Actually, many protocols have investigated the CV-QKD with virtual photon subtraction. All of them can significantly improve the maximal transmission distance of the CV-QKD protocols. In [33], the method of virtual photon subtraction was firstly used in the conventional one-way GMCS CV-QKD scheme, the LO of which is co-transmitted with the quantum signal. The maximal transmission distance can be extended from 90–220 km (144% improvement). The protocol of two-way GMCS CV-QKD with virtual photon subtraction was investigated in [35]. The maximal transmission distance can be extended from 85–310 km (266% improvement). In [34], the four-state CV-QKD protocol combined with virtual photon subtraction can extend the maximal transmission distance from 140–330 km (136% improvement). For the protocol of measurement-device-independent CV-QKD with virtual photon subtraction, the maximal transmission distance can be extended from 42–68 km (62% improvement) [36]. In our scheme of SR CV-QKD with virtual photon subtraction, we also obtained a considerable extension of the maximum transmission distance when the detector electronic noise was 0.001. The maximum transmission distance increased from 18–58 km (222% improvement) under individual attack and from 5–30 km (500% improvement) under collective attacks, which makes possible the application of the SR CV-QKD from the laboratory to an actual metropolitan area. If we increase the amplitude of the reference pulse appropriately and control the reference pulse’s leakage noise in a certain range, the maximum transmission distance can be extended further. For example, if $V_R=50V_A$ and the detector electronic noise is equal to 0.001, the maximal transmission distance can be extended from 15–40 km. In practice, the imperfection of the detector will constrain the performance of the CV-QKD protocol. Therefore, any imperfection of the detector should be taken into account, while this was not considered in [34,36,37].

5. Conclusions

In this paper, we proposed the scheme of SR CV-QKD with virtual photon subtraction.

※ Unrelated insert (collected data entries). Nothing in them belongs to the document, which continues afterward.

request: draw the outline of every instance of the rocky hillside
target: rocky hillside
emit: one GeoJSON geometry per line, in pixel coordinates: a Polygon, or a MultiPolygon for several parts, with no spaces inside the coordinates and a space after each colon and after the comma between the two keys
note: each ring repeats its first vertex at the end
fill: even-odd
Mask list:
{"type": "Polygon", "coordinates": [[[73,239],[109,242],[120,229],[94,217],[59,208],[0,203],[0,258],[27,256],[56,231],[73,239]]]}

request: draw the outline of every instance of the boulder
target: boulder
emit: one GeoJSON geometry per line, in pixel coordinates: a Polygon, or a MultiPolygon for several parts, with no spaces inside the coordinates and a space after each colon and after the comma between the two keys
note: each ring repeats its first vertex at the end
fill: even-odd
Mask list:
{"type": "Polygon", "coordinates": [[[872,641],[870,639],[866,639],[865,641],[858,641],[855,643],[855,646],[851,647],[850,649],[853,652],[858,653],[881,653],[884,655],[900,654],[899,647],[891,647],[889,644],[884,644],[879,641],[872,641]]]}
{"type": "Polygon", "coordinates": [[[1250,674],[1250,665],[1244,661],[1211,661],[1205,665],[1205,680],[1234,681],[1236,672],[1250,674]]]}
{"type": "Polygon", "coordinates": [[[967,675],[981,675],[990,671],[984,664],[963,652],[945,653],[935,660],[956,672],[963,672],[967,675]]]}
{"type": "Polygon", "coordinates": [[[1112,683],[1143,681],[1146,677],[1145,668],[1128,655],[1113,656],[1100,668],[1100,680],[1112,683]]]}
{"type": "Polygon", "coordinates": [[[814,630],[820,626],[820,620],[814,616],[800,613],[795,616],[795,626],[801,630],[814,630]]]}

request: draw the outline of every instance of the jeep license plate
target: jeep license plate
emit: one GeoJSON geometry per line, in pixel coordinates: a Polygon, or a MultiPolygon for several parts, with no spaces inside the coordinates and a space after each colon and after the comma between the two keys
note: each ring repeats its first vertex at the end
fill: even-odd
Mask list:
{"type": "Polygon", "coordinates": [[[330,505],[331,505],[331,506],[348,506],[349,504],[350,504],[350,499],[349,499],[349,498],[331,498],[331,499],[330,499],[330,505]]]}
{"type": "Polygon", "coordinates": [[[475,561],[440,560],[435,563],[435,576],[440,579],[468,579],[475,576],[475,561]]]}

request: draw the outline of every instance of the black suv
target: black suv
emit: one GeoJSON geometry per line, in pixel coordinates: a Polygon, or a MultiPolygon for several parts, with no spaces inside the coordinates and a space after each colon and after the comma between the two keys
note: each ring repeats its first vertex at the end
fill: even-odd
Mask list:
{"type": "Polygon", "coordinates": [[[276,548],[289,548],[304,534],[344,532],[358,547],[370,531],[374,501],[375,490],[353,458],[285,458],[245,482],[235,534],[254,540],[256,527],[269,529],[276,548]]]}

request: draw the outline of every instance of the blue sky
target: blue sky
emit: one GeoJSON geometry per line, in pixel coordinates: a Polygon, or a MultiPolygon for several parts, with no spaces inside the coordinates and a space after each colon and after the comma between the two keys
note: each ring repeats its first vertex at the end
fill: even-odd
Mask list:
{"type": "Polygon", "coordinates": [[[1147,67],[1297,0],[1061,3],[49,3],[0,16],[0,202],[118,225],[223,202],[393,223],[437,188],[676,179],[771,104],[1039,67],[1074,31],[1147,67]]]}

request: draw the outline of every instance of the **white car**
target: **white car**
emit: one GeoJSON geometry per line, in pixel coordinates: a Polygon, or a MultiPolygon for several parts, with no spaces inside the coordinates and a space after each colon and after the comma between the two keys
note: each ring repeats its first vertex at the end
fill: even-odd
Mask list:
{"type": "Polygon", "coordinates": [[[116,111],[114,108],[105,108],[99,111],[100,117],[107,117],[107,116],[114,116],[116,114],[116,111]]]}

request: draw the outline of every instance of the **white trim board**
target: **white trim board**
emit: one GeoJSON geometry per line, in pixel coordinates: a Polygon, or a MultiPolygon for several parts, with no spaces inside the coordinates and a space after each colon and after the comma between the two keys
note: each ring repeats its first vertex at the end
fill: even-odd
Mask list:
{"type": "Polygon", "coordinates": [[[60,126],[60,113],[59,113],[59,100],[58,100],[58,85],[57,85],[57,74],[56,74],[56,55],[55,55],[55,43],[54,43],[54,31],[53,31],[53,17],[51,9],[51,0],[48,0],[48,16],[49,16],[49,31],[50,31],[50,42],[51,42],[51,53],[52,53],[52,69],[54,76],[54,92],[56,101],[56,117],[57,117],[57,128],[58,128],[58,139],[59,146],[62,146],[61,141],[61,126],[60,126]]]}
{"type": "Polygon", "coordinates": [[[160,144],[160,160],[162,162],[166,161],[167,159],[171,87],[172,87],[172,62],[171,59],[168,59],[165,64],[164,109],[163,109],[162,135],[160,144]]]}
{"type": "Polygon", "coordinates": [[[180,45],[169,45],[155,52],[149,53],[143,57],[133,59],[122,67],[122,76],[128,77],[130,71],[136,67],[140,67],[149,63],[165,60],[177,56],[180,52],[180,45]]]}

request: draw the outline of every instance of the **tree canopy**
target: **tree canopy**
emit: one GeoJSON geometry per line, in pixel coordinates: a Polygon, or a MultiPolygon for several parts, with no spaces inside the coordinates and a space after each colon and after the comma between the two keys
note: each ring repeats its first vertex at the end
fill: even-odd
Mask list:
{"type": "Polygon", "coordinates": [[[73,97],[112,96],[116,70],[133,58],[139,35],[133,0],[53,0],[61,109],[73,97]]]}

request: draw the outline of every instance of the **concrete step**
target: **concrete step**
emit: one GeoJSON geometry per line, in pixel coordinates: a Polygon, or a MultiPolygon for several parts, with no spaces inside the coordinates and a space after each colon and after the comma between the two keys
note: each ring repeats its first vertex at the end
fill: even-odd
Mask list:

It not only has no need to increase the physical complexity of the original SR CV-QKD system, but also can extend the maximal transmission distance without increasing the intensity of the reference pulse. Performance analysis results show that a considerable extension of maximal transmission distance can be obtained, especially for one-photon subtraction. Meanwhile, the scheme of SR CV-QKD with virtual photon subtraction is sensible with the detector’s electronic noise. A longer maximal transmission distance can be obtained when the electronic noise is lower. Furthermore, it is more tolerable against excess noise for our scheme compared to the original protocol, which implies the advantage of using virtual photon subtraction to increase the maximal tolerable excess noise for distant users. These results suggest that under existing technology, our modified scheme of the SR CV-QKD can make possible the SR CV-QKD from the laboratory to practical metropolitan area application. However, we note that the gap between practical implementations and the theoretical analysis here should be taken into account. Any imperfection factors in the practical experiment should introduce corresponding parameters. This issue is not included in the scope of the present analysis, and deserves further study.